Em seguida eu faço vários testes na câmera para decidir a iluminação e a ambiência dos cenários. Durante esse período de teste eu escrevo um script bem primário pra animação, o suficiente para apresentar e começar, porque eu sei que isso vai mudar no meio do caminho.

Eu geralmente faço um animatic da animação inteira no After Effects primeiro, com algumas formas geométricas ou personagens bem básicos, para trabalhar nos timings das cenas. Mas eu sempre deixo espaço para flexibilidade na ação, porque não importa o quanto eu faça um blocking da cena, eu geralmente descubro um jeito diferente de fazer alguma coisa enquanto estou animando.”

“Em algumas animações mais curtas, como os projetos que fiz para a BBC, os animatics eram bem mais detalhados e poderiam até ter passado como versão final pra alguém. Eu levava aquilo para o Dragonframe, o programa de animação, e usava aquilo para referência de timing para acertar os pontos coretos na narração.”

“Se estou ouvindo uma música para ter idéias, eu geralmente ponho ela pra repetir por alguns dias e olho várias imagens diferentes ou idéias, e então fico um tempo sem olhar pra elas, e depois volto, e se alguma dessas imagens ainda estiverem na minha cabeça, aí eu começo a experimentar com elas e tento construir um conceito em volta delas. Eu tendo a ter idéias quando estou caminhando ou andando de bicicleta, muito raramente tenho idéias só olhando pra tela de um computador ou imagens da internet. Mas é sempre diferente. As vezes uma idéia vai simplesmente vir do desejo de experimentar com algum material, ou método ou personagem.”

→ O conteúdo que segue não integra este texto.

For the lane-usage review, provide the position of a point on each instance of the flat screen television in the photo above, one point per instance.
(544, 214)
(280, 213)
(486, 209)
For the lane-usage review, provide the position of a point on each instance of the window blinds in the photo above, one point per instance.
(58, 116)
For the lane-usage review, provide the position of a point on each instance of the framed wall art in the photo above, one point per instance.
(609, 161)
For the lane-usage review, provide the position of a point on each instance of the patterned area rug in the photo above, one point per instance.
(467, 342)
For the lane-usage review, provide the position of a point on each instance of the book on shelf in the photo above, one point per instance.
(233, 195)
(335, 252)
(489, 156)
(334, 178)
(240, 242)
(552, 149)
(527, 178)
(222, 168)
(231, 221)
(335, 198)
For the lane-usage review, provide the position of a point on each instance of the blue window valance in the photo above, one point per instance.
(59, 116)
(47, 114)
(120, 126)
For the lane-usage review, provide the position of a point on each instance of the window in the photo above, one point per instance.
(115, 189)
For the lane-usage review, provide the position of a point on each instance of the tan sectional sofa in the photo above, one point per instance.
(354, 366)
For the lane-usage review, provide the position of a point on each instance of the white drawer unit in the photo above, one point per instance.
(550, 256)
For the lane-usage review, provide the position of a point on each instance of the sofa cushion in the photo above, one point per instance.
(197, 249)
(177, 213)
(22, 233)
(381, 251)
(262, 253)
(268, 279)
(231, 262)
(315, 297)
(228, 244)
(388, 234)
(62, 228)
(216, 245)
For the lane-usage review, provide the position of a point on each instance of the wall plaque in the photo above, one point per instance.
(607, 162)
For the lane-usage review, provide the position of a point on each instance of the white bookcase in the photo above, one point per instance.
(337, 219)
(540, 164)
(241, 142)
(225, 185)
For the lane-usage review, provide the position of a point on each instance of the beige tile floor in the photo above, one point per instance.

“Então eu monto minha cena na minha mesa multiplano ou numa mesa ajustável, coloco os personagens, e uso minha Canon 5d conectada a um laptop com o Dragonframe. Eu gasto bastante tempo iluminando, as vezes gasto um dia inteiro com isso. Tomo muito cuidado com a iluminação de cada cena para ter certeza de que a ambiência esteja certo para a cena e a história. Aí eu animo, e com sorte, se eu fiz tudo certo, o corte fica ok e não precisa de muito mais a ser feito na pós-produção. Mas depois disso eu ainda pego as imagens em RAW e colorizo elas no Lightroom, e finalmente re-exporto elas em Quicktime para editar as cenas com a trilha sonora.”

Sean costuma usar uma mistura de animação multi-plano com técnicas de massinha:

“Eu sempre escolho o material com base no visual. Eu amo trabalhar com massa de modelar e amo trabalhar com papel. Papel funciona muito bem no multi-plano, e eu tenho tentado encontrar jeitos de integrar outros materiais no multi-plano também. Massa é ótima no jeito que ela reflete a luz e é tridimensional, mas eu descobri meios de fazer o papel também parecer tridimensional, usando tinta e a posição das luzes para simular profundidade. É sempre um desafio divertido tentar pegar elementos individuais e faze-los pertencer ao mesmo universo.”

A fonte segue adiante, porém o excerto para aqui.